La paix de Dieu.
Merci pour ta bonne lettre, que j’ai reçue récemment. Les frères qui sont à bord du « Tordenskjold » me demandent de te saluer. Le fr. Kvalheim leur a rendu visite à bord du patrouilleur et nous avons passé du temps ensemble à bord ; nous sommes en cale sèche. Kvalheim va rester ici 5 ou 6 jours avant d’aller prochainement à Haugesund, où il se réjouit de te rencontrer.
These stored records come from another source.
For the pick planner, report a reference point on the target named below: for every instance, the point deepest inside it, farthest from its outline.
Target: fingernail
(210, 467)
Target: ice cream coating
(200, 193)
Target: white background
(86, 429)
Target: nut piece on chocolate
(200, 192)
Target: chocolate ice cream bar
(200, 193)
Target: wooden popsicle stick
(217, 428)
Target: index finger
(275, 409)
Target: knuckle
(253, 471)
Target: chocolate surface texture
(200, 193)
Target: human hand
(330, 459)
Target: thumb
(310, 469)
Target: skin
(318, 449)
Il est en route pour Kristiania, mais s’arrête quelques jours dans plusieurs villes en route. Je suis content qu’il va te rencontrer.
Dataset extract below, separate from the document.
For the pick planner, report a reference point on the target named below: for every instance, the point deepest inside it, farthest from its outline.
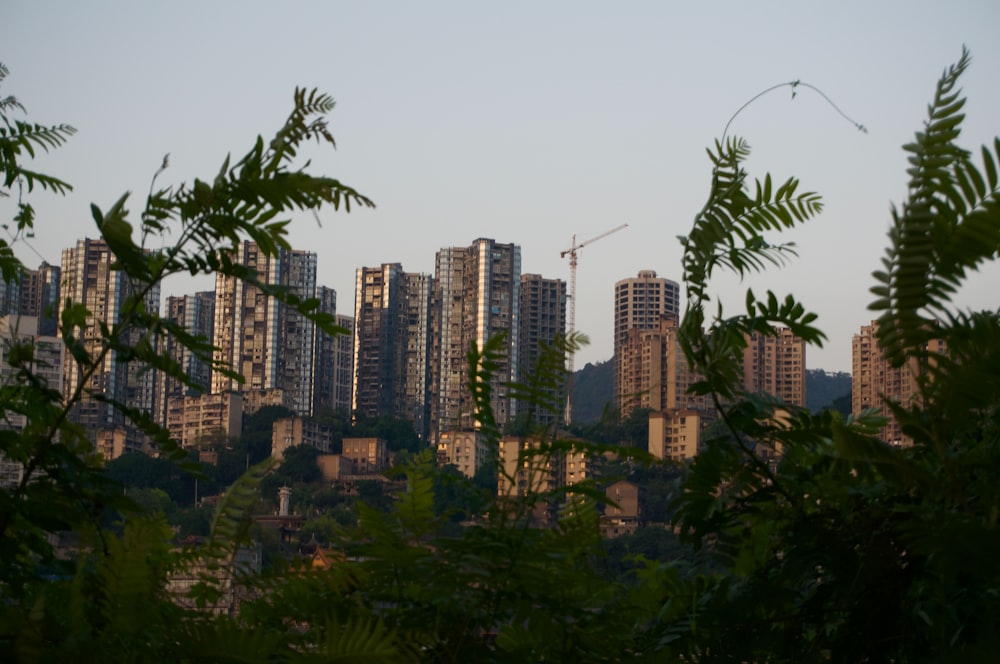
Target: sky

Dieu travaille avec nous ; loué soit son nom ! Mais il s’avère à la longue que la règle de doctrine ne suffit pas si on ne lui obéit pas. Il faut qu’il y ait une vie pieuse et sainte. Vous savez où je vais, et vous en connaissez le chemin. Puisque nous sommes ses brebis, nous devons écouter sa voix et lui obéir.
Demain nous sortons de cale sèche, et jeudi nous retournons probablement à Moldøen pour ensuite retourner à Aalesund à la mi-juin.
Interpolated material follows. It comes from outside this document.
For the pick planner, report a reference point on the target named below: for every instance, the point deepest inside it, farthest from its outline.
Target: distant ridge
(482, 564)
Je ne connais pas précisément l’adresse du fr. Risnes ; je te renvoie donc les lettres. C’est béni de voir tout le travail qui est fait ; mais je ne crois pas qu’il soit opportun de parler tout de suite du fait que Dieu a condamné le péché dans la chair de Christ. Les gens n’y trouveront qu’une occasion d’en faire un sujet de dispute. Il y a beaucoup de choses à dire sur l’affranchissement à l’égard de la loi par le corps de Christ, la communion des souffrances de Christ, la formation pour être rendu semblable à lui dans sa mort, etc. avant d’en venir au cœur même de la question en expliquant pourquoi il faut nécessairement qu’il en soit ainsi.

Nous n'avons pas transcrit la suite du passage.